31.2 C
Jakarta

Kompatibelitas Islam Nusantara Merealisasikan Perdamaian Dunia

Artikel Trending

KhazanahOpiniKompatibelitas Islam Nusantara Merealisasikan Perdamaian Dunia
Dengarkan artikel ini
image_pdfDownload PDF

Realisasi perdamaian dunia mustahil tercapai tanpa saling pengertian di tengah perbedaan dan keberagaman. Berusaha saling pengertian akan memperkaya kita dalam mencari bekal perjuangan menegakkan perdamaian dunia.

Dalam khazanah Islam, refleksi kesabaran Rasulullah SAW dalam Perjanjian Hudaibiah menjadi satu patron berharga dalam upaya merealisasikan perdamaian. Saat Suhail bin Amr, delegasi kaum Quraisy Mekkah, menegosiasikan surat perjanjian damai antara kaumnya dengan kaum Muslimin di Madinah.

Suhail tidak sepakat jika pada surat itu tercantum ungkapan dengan nama Allah Yang Mahapengasih lagi Mahapenyayang dan Muhammad utusan Allah. Sebab, kaumnya tidak mempertuhan Allah dan tidak mengakui sosok Muhammad sebagai utusan Tuhan. Suhail mendesak Rasulullah menghapus dan mengganti keduanya dengan ungkapan lain yang lebih lumrah dan direkognisi oleh kaumnya.

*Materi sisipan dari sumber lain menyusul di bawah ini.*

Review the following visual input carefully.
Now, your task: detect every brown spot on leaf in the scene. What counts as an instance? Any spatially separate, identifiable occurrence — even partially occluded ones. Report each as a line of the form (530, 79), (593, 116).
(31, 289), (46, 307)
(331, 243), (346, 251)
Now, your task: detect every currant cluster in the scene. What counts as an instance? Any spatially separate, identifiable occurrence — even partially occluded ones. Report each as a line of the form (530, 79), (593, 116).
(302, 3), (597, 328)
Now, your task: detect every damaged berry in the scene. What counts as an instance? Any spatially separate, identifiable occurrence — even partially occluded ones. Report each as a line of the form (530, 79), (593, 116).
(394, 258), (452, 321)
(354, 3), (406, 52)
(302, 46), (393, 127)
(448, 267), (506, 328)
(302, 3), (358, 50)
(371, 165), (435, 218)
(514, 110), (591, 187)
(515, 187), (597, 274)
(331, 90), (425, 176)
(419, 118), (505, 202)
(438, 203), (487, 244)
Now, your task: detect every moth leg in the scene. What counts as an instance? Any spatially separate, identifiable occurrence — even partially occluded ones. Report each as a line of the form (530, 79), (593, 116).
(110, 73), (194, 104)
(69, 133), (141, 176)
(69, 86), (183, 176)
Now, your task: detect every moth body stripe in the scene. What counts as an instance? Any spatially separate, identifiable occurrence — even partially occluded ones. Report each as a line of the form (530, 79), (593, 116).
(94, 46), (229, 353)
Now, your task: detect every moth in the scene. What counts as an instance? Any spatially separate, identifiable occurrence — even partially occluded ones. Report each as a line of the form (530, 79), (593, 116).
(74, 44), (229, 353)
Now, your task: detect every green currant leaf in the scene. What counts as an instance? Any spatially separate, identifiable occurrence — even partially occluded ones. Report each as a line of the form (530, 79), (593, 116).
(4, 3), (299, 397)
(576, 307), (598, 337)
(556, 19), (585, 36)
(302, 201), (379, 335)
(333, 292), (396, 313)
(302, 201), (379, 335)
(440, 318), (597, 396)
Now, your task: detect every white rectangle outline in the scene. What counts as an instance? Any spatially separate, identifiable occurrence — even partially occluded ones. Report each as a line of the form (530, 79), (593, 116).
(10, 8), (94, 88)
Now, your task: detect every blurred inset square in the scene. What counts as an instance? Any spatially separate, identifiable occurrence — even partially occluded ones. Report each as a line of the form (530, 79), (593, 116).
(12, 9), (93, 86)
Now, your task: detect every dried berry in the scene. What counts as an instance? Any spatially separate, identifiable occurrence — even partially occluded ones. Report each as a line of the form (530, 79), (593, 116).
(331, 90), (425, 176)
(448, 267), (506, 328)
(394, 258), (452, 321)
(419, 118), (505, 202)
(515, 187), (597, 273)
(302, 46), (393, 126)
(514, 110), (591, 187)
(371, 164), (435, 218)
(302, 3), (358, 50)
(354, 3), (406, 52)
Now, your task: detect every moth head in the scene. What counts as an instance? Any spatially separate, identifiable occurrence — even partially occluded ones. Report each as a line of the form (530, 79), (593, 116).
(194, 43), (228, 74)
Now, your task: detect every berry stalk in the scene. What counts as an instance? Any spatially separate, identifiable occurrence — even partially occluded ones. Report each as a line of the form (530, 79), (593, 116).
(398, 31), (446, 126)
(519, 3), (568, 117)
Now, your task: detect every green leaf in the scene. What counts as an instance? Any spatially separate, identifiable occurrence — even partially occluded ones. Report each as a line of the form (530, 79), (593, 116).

Namun, Ali bin Abu Thalib selaku juru tulis enggan mengabulkan sepenuhnya permintaan Suhail. Sayidina Ali tetap bersikukuh menuliskan Muhammad utusan Allah sebagaimana dikte semula dari Rasulullah. Sayidina Ali pun kemudian ditegur Rasulullah agar menghapus dan menggantinya sesuai dengan apa yang diminta Suhail. Tetap Sayidina Ali merasa segan untuk menghapus kalimat agung tersebut. Sampai akhirnya Rasulullah sendiri yang menghapusnya lalu menyuruh Ali bin Abu Thalib menuliskan ulang dengan Muhammad putra Abdullah.

Begitulah Rasulullah tidak keberatan menghapus predikat agungnya sebagai Sang Utusan Tuhan demi tercapainya kesepakatan damai dengan kaum Quraisy Mekkah.

Al-Qur’an dan Pesan Perdamaian

Memang terdapat begitu banyak ayat Alquran yang menganjurkan umat Islam supaya bersikap sabar. Antara lain pada surah al-‘Ashr; “Demi masa, sesungguhnya manusia itu benar-benar berada dalam kerugian, kecuali orang-orang yang beriman dan mengerjakan amal saleh, serta nasihat menasihati supaya menaati kebenaran dan nasihat menasihati supaya menetapi kesabaran.

Berangkat dari aksentuasi kesabaran pada ayat di atas, umat Islam tidak dibenarkan memakai cara-cara kekerasan dalam menghadapi berbagai persoalan. Sebaliknya, kesabaranlah yang sepatutnya dikedepankan. Sebagaimana teladan kesabaran Rasulullah yang telah disinggung pada bagian sebelumnya.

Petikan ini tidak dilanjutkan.